The computers of human resources professionals (HRs) are especially at risk of cyberattacks.
The reason is that they are easily accessible and their contact details are often present on the business website. Because they have to be accessible for future and current employees, they are generally easy to reach.
They are also high-value contacts because HRs are the guards of company information. They have access to and protect company intellectual property and employee personal information. And this data is highly valuable to cyber attackers.

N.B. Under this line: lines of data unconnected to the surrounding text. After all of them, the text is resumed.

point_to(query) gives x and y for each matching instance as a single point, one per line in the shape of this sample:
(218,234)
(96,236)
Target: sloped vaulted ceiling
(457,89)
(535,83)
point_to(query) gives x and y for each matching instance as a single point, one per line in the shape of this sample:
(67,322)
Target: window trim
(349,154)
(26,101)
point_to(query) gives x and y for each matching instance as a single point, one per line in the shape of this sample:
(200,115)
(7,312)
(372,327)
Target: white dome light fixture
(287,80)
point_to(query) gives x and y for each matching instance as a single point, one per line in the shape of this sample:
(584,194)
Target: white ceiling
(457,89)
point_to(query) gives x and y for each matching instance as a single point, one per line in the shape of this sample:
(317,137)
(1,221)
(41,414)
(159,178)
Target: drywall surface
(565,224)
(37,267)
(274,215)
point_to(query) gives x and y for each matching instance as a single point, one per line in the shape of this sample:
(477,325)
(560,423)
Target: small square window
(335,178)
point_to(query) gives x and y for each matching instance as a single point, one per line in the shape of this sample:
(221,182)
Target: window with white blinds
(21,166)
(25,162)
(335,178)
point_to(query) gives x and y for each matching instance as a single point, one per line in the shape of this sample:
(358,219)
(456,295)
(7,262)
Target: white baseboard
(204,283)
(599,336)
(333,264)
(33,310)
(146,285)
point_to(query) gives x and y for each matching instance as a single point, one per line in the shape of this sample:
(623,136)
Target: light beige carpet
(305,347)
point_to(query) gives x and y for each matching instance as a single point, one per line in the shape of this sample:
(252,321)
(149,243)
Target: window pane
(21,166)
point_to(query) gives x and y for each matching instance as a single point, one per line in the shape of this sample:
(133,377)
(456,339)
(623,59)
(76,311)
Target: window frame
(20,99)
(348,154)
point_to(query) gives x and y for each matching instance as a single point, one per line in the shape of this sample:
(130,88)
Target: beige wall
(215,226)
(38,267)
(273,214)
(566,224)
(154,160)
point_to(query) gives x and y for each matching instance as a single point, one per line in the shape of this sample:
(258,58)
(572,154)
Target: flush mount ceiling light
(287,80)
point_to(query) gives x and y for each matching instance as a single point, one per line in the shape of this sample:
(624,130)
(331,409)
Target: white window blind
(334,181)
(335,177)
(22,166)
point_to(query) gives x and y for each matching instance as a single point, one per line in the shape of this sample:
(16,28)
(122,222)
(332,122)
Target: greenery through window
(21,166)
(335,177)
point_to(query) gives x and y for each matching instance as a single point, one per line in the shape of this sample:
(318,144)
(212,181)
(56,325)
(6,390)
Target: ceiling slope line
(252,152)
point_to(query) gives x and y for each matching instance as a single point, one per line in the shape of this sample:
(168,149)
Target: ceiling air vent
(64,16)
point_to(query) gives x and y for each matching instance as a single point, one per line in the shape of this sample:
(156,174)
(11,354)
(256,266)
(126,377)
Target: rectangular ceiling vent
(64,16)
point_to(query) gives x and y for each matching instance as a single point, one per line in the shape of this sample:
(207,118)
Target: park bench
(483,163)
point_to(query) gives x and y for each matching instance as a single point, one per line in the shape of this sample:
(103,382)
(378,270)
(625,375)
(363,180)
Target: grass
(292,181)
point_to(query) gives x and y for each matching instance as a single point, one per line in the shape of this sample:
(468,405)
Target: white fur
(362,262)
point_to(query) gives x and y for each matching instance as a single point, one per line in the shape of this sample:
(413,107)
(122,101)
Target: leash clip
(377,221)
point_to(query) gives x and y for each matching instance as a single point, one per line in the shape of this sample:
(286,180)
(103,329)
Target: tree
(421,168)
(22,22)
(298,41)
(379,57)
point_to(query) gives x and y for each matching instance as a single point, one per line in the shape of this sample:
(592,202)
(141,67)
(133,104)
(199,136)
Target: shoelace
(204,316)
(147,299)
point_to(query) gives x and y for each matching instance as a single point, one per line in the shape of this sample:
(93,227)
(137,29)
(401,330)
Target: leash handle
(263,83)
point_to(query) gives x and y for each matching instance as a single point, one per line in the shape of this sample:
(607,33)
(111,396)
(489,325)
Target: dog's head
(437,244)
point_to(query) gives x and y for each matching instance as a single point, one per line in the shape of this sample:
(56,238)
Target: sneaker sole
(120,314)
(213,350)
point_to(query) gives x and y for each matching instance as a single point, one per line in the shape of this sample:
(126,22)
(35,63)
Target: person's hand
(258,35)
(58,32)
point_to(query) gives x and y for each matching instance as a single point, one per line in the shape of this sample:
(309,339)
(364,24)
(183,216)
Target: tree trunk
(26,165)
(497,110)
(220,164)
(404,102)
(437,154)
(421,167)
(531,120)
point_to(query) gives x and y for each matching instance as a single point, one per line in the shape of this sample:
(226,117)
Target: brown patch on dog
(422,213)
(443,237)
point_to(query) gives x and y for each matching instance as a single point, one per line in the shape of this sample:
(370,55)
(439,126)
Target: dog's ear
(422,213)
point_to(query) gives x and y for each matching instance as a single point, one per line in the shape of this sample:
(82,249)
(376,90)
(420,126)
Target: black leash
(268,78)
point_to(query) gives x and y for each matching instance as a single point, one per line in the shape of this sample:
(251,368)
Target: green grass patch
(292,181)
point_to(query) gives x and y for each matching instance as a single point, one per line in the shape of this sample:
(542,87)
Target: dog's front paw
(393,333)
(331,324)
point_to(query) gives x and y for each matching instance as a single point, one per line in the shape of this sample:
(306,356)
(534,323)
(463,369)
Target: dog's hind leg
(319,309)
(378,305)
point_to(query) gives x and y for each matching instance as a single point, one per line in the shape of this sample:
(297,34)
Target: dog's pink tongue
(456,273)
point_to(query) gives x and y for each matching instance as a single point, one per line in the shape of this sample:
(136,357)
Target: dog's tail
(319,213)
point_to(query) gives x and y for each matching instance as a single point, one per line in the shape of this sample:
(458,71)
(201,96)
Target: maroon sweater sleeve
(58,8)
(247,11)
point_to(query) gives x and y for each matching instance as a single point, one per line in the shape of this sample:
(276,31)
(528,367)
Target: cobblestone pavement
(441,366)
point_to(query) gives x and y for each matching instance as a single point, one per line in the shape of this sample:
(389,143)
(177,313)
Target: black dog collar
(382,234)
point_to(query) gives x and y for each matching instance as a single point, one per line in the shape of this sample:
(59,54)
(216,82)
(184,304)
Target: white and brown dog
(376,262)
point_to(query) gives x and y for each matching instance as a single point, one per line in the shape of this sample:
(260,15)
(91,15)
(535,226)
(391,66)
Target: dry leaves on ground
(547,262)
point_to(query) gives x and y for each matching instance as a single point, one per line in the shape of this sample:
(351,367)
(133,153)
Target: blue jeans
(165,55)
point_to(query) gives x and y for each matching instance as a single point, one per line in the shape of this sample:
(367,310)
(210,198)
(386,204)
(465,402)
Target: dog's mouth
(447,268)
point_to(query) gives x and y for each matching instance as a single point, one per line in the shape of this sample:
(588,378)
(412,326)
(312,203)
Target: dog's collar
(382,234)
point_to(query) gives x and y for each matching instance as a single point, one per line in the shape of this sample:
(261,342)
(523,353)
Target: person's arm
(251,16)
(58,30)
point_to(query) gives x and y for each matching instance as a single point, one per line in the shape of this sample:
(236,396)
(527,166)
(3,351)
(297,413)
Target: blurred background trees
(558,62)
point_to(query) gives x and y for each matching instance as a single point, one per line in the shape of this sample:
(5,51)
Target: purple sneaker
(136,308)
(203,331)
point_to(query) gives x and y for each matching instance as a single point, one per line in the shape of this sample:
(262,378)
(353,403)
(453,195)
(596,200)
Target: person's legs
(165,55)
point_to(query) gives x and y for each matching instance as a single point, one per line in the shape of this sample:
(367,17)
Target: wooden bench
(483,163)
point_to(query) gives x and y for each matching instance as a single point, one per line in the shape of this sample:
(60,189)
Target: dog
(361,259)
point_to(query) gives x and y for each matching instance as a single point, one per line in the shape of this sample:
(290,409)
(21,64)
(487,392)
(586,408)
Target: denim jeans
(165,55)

Here are three main ways in which HR professionals are vulnerable to attack:
* Incoming mail: Cybercriminals penetrate the corporate security perimeters by sending an employee an email containing a malicious attachment or link. Opening this link can release a virus, which can download personal files.
* Access to personal data: HRs have access to all personnel data held by a company. By compromising a HR employee’s mailbox, access is opened.
* Email hijacking: Here, a senior staff member’s mail account is hacked. It sends out emails to colleagues requesting fund transfers or the forward of confidential information.
Kaspersky and B2B International also researched employees’ role in a business’s fight against cybercrime.
“We’ve found that just over half of businesses (52%) believe they are at risk from within. Their staff, whether intentionally or through their carelessness or lack of knowledge, are putting the businesses they work for at risk,” explains Lehan van den Heever, enterprise cyber security advisor at Kaspersky.
“This is why staff training is essential in raising awareness among personnel and motivating them to pay attention to cyberthreats and countermeasures ― even if it’s not part of their specific job responsibilities.”